# Canon 40d shutter sticking



## Sue Bruce (Aug 4, 2009)

I have had my Canon 40d for about 20 months.  I love it.  However, I am conscious that at least once in every 100 or 200 shots I can hear the shutter stick.  It opens but does not close immediately and sounds louder.  

I have read that shutters are only good for 40k open/shuts ... and I am wondering if this might be a sign of it wearing out.  Since I shoot anywhere from 300 photos to 1000 photos a week, I am very aware that it is at or approaching the 40k mark.

Anyone else had a shutter wear out?  Is this how it starts?

Was considering upgrading to the 5d Mk II, and have already invested in a 24-70, 2.8L lens 3 months back with that upgrade in mind.  (ie. no point putting a low end lens on a high end camera) ... thoughts?

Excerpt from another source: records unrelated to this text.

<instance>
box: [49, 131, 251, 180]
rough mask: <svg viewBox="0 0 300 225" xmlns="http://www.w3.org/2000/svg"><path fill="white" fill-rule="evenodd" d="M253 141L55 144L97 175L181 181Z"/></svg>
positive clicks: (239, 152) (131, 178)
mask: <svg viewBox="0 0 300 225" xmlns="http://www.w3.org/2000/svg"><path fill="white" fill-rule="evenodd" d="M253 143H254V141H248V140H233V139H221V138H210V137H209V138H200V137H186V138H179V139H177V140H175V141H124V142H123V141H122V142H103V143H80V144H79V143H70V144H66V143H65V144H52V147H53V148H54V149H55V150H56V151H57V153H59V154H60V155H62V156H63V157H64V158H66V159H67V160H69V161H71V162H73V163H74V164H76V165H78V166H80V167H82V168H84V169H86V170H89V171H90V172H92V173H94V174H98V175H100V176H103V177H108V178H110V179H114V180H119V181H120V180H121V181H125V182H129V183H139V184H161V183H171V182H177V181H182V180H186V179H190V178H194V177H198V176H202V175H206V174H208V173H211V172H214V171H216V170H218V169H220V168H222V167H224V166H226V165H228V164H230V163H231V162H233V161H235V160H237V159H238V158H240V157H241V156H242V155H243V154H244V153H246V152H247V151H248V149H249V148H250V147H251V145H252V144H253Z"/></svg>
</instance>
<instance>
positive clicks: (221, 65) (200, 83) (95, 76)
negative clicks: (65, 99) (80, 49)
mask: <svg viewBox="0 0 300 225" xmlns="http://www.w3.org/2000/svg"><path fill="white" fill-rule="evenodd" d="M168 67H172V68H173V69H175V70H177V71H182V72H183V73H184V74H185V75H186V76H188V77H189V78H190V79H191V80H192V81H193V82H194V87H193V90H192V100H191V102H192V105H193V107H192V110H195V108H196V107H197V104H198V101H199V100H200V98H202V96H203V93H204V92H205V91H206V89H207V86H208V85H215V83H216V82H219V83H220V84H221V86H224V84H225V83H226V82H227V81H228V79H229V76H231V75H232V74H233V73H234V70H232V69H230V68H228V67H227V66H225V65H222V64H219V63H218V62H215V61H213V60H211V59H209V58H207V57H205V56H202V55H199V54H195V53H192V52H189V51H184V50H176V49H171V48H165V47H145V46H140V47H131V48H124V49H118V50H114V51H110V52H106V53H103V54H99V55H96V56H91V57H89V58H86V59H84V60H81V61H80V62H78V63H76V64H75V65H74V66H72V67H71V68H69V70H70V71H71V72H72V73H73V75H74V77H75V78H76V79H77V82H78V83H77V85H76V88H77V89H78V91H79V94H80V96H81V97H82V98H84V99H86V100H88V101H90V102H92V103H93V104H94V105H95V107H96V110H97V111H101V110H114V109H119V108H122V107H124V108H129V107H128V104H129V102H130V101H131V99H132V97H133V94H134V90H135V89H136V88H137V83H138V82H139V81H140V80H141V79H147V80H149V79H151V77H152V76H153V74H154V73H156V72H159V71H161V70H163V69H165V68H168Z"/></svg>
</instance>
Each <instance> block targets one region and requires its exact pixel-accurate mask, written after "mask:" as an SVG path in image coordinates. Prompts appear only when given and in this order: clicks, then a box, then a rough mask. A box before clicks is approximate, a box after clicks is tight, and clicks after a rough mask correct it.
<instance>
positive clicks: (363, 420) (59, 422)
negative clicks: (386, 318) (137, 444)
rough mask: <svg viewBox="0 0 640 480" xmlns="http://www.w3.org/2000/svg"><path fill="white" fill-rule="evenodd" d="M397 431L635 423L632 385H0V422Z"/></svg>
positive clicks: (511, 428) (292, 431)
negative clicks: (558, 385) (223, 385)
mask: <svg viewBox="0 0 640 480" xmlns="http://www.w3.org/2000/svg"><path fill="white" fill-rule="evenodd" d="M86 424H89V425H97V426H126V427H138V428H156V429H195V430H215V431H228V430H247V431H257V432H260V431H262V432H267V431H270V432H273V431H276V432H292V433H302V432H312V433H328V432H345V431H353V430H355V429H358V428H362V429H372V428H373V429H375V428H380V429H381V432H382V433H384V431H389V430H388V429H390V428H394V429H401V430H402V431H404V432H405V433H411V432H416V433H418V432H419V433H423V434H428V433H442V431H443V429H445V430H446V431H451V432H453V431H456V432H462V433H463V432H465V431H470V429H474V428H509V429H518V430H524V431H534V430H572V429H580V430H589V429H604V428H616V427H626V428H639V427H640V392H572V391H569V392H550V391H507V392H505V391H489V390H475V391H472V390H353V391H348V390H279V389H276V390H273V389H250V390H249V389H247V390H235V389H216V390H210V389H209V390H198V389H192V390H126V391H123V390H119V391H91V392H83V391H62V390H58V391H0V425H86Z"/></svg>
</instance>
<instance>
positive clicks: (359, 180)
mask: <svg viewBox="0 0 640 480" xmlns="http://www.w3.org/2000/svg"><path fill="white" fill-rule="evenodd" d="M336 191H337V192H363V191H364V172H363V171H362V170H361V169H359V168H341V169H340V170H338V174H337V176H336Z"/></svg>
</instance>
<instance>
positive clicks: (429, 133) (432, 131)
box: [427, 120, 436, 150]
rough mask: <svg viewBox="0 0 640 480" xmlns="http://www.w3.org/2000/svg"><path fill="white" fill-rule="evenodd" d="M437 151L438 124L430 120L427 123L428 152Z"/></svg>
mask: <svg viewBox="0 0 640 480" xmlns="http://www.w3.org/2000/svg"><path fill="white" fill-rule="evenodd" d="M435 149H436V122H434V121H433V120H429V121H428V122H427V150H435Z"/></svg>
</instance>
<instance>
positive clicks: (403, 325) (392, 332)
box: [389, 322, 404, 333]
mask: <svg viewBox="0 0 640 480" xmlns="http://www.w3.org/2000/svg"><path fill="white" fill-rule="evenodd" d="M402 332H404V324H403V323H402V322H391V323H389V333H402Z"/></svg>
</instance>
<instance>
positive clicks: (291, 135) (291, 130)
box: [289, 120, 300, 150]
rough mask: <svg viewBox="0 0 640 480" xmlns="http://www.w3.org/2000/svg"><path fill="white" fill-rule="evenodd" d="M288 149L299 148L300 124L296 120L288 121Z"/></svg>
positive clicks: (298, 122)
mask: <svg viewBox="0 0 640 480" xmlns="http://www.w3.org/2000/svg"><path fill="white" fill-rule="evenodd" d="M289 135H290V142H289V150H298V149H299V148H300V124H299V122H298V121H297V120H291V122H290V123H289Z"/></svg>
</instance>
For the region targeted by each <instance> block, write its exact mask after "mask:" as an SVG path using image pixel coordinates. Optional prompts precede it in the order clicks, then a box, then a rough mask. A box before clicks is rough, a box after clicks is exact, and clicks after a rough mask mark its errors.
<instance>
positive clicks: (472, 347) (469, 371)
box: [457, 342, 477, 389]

Potentially I have a big photo job in 2 weeks - would HATE for the shutter to go bad during it (don't have a 2nd SLR, only a point & shoot ...)

Sue


----------



## Garbz (Aug 5, 2009)

The rating on shutters changes from camera to camera. I think the 40D has a 100000 actuation rating. Also the shutter failure is usually catastrophic.

The shutter itself is a very quiet part of the camera. If it's louder there's a good chance the mirror return system is what you're hearing. Does the exposure come out correctly of the dodgy shot? If it's brighter then yes it could be sticking, but I'd be more interested in a picture that is half overexposed. This would indicate that the mirror is on it's way down during the exposure, and would confirm your theory of the shutter sticking.


----------



## musicaleCA (Aug 5, 2009)

I've had a similar thing happen. It sounds like the shutter takes just a little longer between the first and second click than it should (I also think it's crazy that I've been shooting enough with my camera that I can detect these minute differences; chalk that up to the musicianship). I haven't been too worried about it though; I'm only just above 10k actions. Meh.


----------



## Sue Bruce (Aug 5, 2009)

Thanks for your responses.  I cannot tell which photo is the affected one ... so as you say, I now suspect it's the mirror that's the problem.  

Thanks!


----------